Interactive Investor

Insider: Police investigate dodgy deals

28th October 2016 13:40

by Lee Wild from interactive investor

Share on

Weak foundations at Barratt Developments 

Barratt Developments has been in the thick of it lately. The shares are down 17% in the past three weeks, partly as a reaction to "hard" Brexit talk, but there are company specific issues, too.

The housebuilder this month suspended Alastair Baird, its regional managing director for London, after both he and a former colleague were arrested by the Metropolitan police following allegations they took cash in return for awarding supply contracts.

"Based on the investigation to date, Barratt does not anticipate any material adverse financial effect," the company said. It will also be desperate to limit reputational damage here.

Nerves around a sharp economic slowdown next year, and possible recession in 2017, have also damaged confidence in many domestic plays. Barratt went ex-dividend Thursday, but a 12.3p payout does not explain an 8% plunge in the share price.

There was selling among top brass, too, although shareholders should read little into it. Both chief executive David Thomas and chief operating officer Steven Boyes sold over 158,000 shares each at 471p to cover tax liabilities after share and bonus schemes, worth £1.6 million individually, vested.

On a more cheerful note, chairman John Allan has just bought 20,000 shares at 484p, and non-executive director Richard Akers added 10,000 at less than 482p.

A week ago, with the shares at around 484p and despite looking inexpensive on traditional valuation multiples, we suggested "a substantial rally…appears unlikely right now". Next technical support could kick in at around 408p.

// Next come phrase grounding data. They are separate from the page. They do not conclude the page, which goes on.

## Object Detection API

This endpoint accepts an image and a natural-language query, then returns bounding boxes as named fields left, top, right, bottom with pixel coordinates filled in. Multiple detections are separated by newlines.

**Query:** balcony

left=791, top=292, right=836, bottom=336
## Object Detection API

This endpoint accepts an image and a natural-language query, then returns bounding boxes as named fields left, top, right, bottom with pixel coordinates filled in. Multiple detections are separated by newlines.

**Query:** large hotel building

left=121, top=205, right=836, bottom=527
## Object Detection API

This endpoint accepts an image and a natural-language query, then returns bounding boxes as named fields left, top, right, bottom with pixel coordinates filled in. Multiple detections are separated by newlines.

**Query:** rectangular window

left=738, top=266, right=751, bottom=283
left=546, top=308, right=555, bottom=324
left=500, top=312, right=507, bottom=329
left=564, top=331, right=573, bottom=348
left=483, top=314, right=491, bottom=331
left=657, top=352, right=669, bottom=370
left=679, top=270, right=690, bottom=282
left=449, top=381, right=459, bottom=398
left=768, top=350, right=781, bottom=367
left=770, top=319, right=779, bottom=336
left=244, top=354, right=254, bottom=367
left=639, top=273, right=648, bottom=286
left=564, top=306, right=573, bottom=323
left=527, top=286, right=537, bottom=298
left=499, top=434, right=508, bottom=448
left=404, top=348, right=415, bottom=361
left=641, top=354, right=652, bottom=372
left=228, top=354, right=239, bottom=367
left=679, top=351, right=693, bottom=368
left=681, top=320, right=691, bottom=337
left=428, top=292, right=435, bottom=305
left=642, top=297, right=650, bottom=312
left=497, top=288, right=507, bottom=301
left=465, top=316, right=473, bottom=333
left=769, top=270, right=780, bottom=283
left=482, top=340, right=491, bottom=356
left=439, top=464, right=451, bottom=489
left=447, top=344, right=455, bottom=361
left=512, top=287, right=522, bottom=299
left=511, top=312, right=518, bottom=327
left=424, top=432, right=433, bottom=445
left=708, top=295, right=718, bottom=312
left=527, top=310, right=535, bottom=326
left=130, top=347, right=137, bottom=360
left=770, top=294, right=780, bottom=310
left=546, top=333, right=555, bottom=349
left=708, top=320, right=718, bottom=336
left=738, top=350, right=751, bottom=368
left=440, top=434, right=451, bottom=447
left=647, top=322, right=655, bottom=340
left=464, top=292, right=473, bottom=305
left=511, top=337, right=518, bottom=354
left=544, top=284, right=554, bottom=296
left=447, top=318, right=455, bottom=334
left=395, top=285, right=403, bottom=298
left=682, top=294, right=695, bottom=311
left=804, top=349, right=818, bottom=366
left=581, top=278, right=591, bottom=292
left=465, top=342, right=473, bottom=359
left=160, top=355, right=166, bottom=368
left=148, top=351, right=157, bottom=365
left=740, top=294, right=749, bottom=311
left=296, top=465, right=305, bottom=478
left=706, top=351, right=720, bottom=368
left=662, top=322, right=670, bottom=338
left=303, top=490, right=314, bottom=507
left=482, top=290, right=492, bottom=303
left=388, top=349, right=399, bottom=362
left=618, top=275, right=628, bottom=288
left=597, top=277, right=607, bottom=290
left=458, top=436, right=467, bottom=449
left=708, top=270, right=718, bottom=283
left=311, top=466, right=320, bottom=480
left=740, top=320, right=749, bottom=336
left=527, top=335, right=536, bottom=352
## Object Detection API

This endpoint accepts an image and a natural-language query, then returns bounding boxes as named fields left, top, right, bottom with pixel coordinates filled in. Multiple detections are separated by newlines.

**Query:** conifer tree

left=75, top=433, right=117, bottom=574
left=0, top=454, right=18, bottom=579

Outgoing Glaxo chief sells

After years of heavy criticism, GlaxoSmithKline chief executive Andrew Witty handed in his notice last month. He's been accused of mishandling the business, and not listening to calls from activist shareholders like Neil Woodford to break up the company. He'll hand over to Emma Walmsley, who currently runs the Sensodyne toothpaste consumer healthcare division, in March next year.

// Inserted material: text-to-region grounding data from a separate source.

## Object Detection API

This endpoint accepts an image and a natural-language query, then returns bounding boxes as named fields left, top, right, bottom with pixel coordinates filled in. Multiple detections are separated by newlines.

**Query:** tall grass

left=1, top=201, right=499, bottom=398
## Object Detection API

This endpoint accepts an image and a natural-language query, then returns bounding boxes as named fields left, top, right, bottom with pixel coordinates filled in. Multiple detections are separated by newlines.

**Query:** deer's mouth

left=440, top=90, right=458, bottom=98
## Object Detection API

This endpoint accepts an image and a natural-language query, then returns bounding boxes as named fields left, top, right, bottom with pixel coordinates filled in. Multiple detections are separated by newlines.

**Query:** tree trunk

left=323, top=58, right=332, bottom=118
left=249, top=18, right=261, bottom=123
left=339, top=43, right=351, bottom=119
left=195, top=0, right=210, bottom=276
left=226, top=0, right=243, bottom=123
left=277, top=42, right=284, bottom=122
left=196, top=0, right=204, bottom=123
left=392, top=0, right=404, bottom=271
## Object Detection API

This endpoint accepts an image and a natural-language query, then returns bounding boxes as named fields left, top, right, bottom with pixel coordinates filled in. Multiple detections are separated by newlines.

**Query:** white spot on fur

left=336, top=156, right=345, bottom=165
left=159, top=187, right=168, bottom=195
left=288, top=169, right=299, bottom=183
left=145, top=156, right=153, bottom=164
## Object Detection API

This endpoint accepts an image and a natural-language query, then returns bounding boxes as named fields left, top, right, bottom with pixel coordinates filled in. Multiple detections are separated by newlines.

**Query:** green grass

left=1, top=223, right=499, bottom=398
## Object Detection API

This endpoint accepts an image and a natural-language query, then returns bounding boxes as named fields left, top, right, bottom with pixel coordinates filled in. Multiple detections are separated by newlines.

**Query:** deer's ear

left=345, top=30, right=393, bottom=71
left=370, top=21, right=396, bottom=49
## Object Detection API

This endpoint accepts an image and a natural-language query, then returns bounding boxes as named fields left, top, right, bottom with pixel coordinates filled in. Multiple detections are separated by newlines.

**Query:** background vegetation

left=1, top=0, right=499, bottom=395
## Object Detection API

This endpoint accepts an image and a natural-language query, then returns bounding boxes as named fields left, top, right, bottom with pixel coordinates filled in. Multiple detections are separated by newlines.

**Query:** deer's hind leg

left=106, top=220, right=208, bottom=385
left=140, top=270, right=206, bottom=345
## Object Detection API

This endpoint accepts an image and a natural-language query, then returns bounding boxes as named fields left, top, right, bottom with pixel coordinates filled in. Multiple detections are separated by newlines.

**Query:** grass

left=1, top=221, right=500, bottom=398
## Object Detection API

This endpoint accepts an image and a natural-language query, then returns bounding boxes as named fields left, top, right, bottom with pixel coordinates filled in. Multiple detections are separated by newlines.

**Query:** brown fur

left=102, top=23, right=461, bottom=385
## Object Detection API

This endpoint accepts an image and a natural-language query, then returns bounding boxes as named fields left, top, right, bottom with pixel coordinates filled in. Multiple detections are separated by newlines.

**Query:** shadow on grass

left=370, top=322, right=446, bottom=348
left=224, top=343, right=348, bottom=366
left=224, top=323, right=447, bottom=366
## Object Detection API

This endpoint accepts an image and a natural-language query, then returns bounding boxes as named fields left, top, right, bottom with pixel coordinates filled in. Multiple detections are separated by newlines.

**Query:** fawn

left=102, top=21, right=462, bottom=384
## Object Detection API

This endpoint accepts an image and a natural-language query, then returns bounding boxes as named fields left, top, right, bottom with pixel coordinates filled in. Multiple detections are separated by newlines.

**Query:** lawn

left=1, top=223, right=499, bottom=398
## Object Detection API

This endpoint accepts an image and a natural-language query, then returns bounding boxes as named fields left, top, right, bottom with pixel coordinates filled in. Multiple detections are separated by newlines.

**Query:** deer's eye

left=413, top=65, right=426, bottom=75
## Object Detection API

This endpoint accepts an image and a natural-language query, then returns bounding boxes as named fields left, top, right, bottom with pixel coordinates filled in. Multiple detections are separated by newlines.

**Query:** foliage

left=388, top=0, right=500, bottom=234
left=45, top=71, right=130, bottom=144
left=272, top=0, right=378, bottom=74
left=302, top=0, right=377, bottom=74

However, after surging by as much as 21% since the Brexit vote, as investors chase high-yielding overseas earners, Witty is cashing in some of his chips. At Glaxo for more than 30 years, eight of those as CEO, he's has just sold 10,000 shares at 1,636.5p.

The sale came after the drugs giant published third-quarter results Wednesday, showing third-quarter core earnings per share (EPS) of 32p, up 12% at constant currency and way above consensus estimates. Revenue at £7.5 billion and £2.3 billion of operating profit also beat forecasts.

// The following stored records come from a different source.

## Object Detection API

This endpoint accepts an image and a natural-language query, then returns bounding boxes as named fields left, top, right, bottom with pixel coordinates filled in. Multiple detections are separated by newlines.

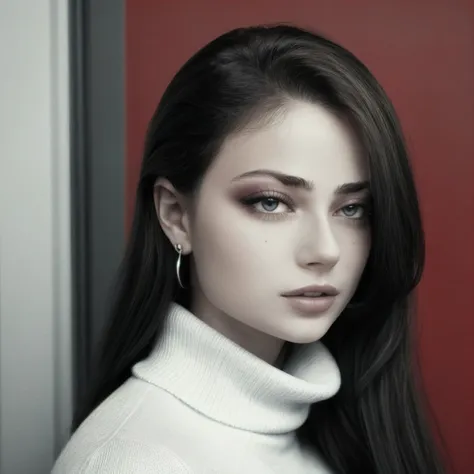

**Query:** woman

left=53, top=24, right=446, bottom=473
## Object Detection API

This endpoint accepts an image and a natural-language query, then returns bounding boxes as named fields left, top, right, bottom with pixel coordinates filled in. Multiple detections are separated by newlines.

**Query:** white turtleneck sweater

left=52, top=303, right=341, bottom=473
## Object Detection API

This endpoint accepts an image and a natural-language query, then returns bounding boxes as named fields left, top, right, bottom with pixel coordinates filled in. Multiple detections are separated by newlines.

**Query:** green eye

left=340, top=204, right=365, bottom=219
left=260, top=198, right=280, bottom=212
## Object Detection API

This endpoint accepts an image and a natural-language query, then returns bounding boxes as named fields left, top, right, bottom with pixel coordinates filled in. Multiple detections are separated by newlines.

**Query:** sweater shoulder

left=51, top=378, right=198, bottom=473
left=52, top=437, right=196, bottom=474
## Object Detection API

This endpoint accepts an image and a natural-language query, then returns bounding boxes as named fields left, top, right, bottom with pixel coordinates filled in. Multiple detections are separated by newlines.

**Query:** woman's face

left=179, top=101, right=370, bottom=362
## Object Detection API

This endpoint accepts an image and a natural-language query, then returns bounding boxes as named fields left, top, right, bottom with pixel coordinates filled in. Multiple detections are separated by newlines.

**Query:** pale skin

left=155, top=100, right=371, bottom=365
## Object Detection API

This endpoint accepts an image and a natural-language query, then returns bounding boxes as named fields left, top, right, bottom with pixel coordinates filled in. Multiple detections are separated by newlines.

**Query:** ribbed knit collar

left=132, top=303, right=341, bottom=435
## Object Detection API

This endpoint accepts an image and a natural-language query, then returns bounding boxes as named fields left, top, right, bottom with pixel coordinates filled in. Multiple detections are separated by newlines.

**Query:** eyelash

left=240, top=190, right=370, bottom=222
left=240, top=191, right=295, bottom=221
left=337, top=203, right=368, bottom=220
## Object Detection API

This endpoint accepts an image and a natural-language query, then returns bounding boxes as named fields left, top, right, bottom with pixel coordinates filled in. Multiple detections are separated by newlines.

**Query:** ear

left=153, top=178, right=192, bottom=254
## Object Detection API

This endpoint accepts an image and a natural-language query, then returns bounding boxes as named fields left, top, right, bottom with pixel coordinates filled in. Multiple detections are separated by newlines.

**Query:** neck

left=133, top=303, right=341, bottom=434
left=191, top=290, right=285, bottom=365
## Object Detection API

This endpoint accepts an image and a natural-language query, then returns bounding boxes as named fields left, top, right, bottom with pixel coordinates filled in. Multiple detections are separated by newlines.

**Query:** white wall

left=0, top=1, right=72, bottom=473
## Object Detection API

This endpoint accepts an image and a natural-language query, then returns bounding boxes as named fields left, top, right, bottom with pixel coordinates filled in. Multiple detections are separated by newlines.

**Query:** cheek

left=192, top=192, right=286, bottom=266
left=191, top=201, right=262, bottom=289
left=341, top=230, right=371, bottom=279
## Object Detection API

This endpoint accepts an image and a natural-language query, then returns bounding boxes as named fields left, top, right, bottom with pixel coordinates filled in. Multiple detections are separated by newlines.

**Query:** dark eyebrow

left=232, top=169, right=314, bottom=190
left=335, top=181, right=370, bottom=195
left=232, top=169, right=370, bottom=195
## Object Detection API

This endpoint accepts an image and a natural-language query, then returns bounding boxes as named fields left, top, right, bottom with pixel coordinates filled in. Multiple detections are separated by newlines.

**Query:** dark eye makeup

left=233, top=183, right=372, bottom=223
left=238, top=190, right=295, bottom=221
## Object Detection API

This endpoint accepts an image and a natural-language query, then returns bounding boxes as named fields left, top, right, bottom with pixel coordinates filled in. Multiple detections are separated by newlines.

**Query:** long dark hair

left=75, top=24, right=446, bottom=473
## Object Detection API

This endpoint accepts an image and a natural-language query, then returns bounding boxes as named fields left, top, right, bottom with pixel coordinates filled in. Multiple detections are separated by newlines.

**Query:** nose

left=296, top=215, right=340, bottom=269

"We are confident in achieving our earnings guidance for the year for core EPS growth of 11-12% on a [constant currency] basis," said Witty, declaring a 19p quarterly dividend and reaffirming expectations of 80p for both 2016 and 2017.

The benefit of translating sales made in a strong dollar back into a weak sterling mean likely reported full-year EPS growth rises from 19% to 21%, according to broker UBS, which rates the shares 'neutral' with 1,650p price target.

Tellingly, chairman Sir Philip Hampton bought 2,662 Glaxo shares at 1,643p straight after the results.

This article is for information and discussion purposes only and does not form a recommendation to invest or otherwise. The value of an investment may fall. The investments referred to in this article may not be suitable for all investors, and if in doubt, an investor should seek advice from a qualified investment adviser.